Performing/Presenting/Producing
  • Analyze, interpret, and select artistic work for presentation

    Students choose a dance or movement piece to perform and explain why it suits the moment, the audience, or the idea they want to express.

  • Develop and refine artistic techniques and work for presentation

    Students practice and improve their dance skills to get ready to perform in front of others. They refine specific movements and sequences until the work is ready to share with an audience.

  • Convey meaning through the presentation of artistic work

    Students perform a dance with a clear intention, making deliberate choices about movement so the audience understands what the piece is meant to express.

Responding
  • Perceive and analyze artistic work

    Students watch a dance and explain what they notice about how the movement is structured, why certain choices stand out, and what effect those choices create overall.

  • Interpret intent and meaning in artistic work

    Students analyze a dance and explain what they think the choreographer was trying to say. They support their reading with specific movements, patterns, or choices they observed in the piece.

  • Apply criteria to evaluate artistic work

    Students use specific criteria, like technique, intention, and execution, to judge a dance performance and explain why it does or does not meet the standard.

Common Questions
  • What does a year of dance look like at this level?

    Students move past copying steps and start making their own short dances. They build movement ideas from a topic or feeling, shape those ideas into a piece with a clear beginning and end, perform it, and talk about what worked.

  • How can families support dance at home?

    Make space for movement and ask about it. If a dance is being worked on for class, watch a run-through and ask what the piece is about. Five minutes of real interest goes a long way at this age, when students often feel shy about performing for family.

  • What should a student be able to do by the end of the year?

    Students should be able to take an idea, turn it into a short choreographed piece, rehearse it with attention to clean technique, and perform it for an audience. They should also be able to watch another dance and explain what it might mean and why.

  • How do I sequence a year when students arrive with very different backgrounds?

    Start with shared movement vocabulary and short improvisation tasks so everyone has something to work from. Build into small group choreography by midyear, then longer pieces with revision in the spring. Trained dancers can stretch through the role of choreographer or coach.

  • What if a student says dance is embarrassing or refuses to perform?

    This is common at this age. Low-pressure entry points help: dancing in pairs, dancing with the lights low, or choreographing for classmates instead of performing. Watching and analyzing dance still counts as real work in the class.

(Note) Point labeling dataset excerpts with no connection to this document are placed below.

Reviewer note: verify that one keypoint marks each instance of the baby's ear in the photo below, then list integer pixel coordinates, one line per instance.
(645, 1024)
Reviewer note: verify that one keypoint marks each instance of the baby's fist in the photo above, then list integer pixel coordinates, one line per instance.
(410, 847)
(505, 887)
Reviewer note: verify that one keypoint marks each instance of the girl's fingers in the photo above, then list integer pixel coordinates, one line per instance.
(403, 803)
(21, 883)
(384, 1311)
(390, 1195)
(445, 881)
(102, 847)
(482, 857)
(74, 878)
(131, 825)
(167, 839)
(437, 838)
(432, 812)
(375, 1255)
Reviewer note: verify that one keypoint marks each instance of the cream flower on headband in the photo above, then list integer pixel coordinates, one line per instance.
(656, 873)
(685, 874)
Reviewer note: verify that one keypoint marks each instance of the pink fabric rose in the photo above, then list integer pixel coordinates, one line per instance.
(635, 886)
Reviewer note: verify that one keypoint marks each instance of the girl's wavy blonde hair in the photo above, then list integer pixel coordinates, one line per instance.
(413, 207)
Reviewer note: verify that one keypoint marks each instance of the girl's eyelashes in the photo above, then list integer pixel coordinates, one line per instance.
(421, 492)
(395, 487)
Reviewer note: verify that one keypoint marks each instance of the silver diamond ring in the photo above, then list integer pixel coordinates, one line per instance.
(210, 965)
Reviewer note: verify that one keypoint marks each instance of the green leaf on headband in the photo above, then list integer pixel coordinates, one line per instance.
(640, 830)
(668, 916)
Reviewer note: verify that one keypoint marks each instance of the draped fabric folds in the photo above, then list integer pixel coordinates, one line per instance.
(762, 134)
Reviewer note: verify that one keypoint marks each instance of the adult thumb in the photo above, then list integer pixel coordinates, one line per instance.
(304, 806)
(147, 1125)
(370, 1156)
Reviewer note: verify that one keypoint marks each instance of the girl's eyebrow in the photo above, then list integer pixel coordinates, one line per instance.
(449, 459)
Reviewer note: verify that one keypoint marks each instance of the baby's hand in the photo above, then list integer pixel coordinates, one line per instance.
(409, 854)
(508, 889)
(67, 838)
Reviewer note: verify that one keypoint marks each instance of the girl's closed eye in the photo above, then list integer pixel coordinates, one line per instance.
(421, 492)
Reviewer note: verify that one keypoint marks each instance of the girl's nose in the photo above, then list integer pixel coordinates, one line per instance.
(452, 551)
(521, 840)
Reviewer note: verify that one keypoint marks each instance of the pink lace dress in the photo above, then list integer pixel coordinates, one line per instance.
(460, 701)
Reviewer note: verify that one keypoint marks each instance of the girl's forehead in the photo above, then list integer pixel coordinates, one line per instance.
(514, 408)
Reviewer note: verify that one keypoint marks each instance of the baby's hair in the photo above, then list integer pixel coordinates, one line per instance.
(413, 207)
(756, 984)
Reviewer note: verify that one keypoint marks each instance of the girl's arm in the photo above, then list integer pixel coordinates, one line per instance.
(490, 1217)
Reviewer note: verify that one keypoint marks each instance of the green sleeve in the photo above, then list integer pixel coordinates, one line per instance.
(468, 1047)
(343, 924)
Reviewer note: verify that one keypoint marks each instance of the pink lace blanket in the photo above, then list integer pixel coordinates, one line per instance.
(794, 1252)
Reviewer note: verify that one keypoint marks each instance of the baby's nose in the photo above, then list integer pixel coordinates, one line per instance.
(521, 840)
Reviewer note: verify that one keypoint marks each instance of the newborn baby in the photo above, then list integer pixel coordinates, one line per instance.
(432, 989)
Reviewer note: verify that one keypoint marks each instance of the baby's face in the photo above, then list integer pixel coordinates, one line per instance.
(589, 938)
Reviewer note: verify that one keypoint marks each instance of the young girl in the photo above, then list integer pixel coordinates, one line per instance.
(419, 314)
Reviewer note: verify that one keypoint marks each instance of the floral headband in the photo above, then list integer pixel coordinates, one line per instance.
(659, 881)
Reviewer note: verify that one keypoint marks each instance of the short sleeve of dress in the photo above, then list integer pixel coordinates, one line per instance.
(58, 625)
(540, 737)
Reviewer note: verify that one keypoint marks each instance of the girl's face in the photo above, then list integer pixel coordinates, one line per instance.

  • Does a student need formal dance training to do well?

    No. The class focuses on making and shaping movement, not on tricks or years of technique. A student who pays attention to detail, takes feedback, and finishes a piece will do well, even with no studio background.

  • Which part of the year usually needs the most reteaching?

    Revision. Students often want to set choreography once and call it done. Plan time for second and third drafts of a piece, with specific feedback on one element at a time, such as timing, spacing, or energy.

  • How does dance connect to history and culture at this level?

    Students start looking at where dances come from and what they meant to the people who made them. At home, watching a dance from a family tradition or a different culture together, and talking about what it might be saying, supports this work.

  • How do I know a student is ready for next year?

    A ready student can plan a short dance from a starting idea, rehearse it with a partner or group, perform it without falling apart under pressure, and give another dancer feedback that is specific rather than just nice.